Bild: Batman sieht traurig aus
He’s come a long way, sagt man im Englischen, wenn man die Entwicklung
eines Menschen andeuten möchte. Jemand wie Batman hat das geschafft: Seine
Figur, von Kindern jüdischer Einwander:innen als Außenseitergeschichte
ersonnen und ab 1939 kongenial im Comic verewigt, wurde innerhalb der
Batman-Legende vom traumatisierten Waisenjungen aus der Milliardärsfamilie
zum capetragenden, nachtaktiven Rächer des Molochs Gotham, dessen
Superkraft sein gutes Herz und der Einsatz des Wayne-Vermögens für sinnige
Gimmicks ist.
Im Live-Action-Setting baute man die Figur fast noch einfallsreicher aus
und um: Immer düsterer gestaltete sich die einst als Held-in-Strumpfhose
mit Anti-Hai-Spray hantierende Fledermaus über die Jahrzehnte und mit den
jeweiligen filmischen Adaptionen, immer gebellter klang seine Sprache,
immer brutaler ging er ans Werk, parallel zur brutaleren Umwelt. Lego
parodierte ihn in den „Lego Movies“ als Eremiten, der in Cape und
Öhrchenmaske missmutig vor der Mikrowelle sitzt, bis es „Pling“ macht.

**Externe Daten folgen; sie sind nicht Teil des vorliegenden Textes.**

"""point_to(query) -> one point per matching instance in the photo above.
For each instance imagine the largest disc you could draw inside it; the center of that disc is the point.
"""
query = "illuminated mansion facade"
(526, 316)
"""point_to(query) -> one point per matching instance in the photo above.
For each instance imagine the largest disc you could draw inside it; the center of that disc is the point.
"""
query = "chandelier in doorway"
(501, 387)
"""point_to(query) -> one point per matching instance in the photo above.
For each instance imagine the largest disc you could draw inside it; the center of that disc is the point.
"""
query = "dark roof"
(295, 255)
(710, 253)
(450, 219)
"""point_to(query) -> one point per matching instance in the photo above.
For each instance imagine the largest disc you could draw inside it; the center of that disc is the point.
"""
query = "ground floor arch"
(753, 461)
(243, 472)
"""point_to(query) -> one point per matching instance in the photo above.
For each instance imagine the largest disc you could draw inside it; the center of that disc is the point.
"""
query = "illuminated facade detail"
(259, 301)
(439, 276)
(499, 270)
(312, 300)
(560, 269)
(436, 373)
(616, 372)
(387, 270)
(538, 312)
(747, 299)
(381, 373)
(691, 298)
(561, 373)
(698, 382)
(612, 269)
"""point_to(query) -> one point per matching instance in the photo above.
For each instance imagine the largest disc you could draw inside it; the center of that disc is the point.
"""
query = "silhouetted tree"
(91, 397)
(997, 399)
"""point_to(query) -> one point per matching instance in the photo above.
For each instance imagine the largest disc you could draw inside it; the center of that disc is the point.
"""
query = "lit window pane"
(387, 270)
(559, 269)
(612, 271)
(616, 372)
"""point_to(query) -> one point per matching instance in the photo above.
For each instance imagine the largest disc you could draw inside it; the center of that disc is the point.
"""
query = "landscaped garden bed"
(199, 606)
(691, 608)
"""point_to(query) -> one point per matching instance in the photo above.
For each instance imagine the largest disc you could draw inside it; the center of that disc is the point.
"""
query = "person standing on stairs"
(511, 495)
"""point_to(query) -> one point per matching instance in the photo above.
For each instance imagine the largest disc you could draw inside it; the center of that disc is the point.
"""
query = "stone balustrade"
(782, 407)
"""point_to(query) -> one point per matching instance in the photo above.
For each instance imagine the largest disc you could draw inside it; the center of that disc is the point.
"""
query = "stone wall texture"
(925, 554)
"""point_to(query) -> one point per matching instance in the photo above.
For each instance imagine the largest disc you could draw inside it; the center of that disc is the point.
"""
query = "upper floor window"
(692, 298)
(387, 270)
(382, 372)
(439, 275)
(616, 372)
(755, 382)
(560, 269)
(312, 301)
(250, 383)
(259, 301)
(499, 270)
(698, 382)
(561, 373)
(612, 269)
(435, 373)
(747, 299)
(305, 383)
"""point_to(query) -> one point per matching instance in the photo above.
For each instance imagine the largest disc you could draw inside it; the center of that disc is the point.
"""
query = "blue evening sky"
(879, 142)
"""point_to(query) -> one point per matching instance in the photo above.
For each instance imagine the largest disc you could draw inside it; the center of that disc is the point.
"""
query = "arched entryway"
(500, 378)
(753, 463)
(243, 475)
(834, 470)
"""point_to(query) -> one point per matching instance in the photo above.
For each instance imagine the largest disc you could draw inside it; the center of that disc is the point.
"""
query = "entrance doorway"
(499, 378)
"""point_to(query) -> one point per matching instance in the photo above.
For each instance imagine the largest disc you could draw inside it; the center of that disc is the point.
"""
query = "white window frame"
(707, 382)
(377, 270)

Der neue Batman-Film, inszeniert und geschrieben vom [1][„Planet der
Affen“-Regisseur Matt Reeves], soll nun eine eigene Filmreihe begründen.
Zum dritten Mal: Nach den vergleichsweise fröhlichen Werken der 80er und
90er und [2][Christopher Nolans raffinierten Erzählungen zwischen 2005 und
2012] wurde Batman jetzt wieder ein neuer Darsteller verpasst. Der seit
„Twilight“ auf Dunkelheit abonnierte britische Ex-Teenieschwarm [3][Robert
Pattinson] spielt einen depressiven Bruce Wayne, der das Sonnenlicht
seltener erlebt als sämtliche Fledermäuse und Vampire vor ihm.
Blass und traurig wirkt er – wenn man ihn mal sieht. Meist steckt er von
Kopf bis Stiefel in Drag, in schwarzem Fetischmaterial, vermutlich Gummi
oder Leder. (Sein Cape kann zum Wingsuit werden, vielleicht ist es also ein
Nylon-Polymer.) Er trägt Knobelstiefel, an denen bei jedem Schritt Sporen
zu klirren scheinen – es ist nicht die einzige Westernreminiszenz. „Fear is
a tool“, sinniert The Batman dazu sinister, oder „I am the shadow“.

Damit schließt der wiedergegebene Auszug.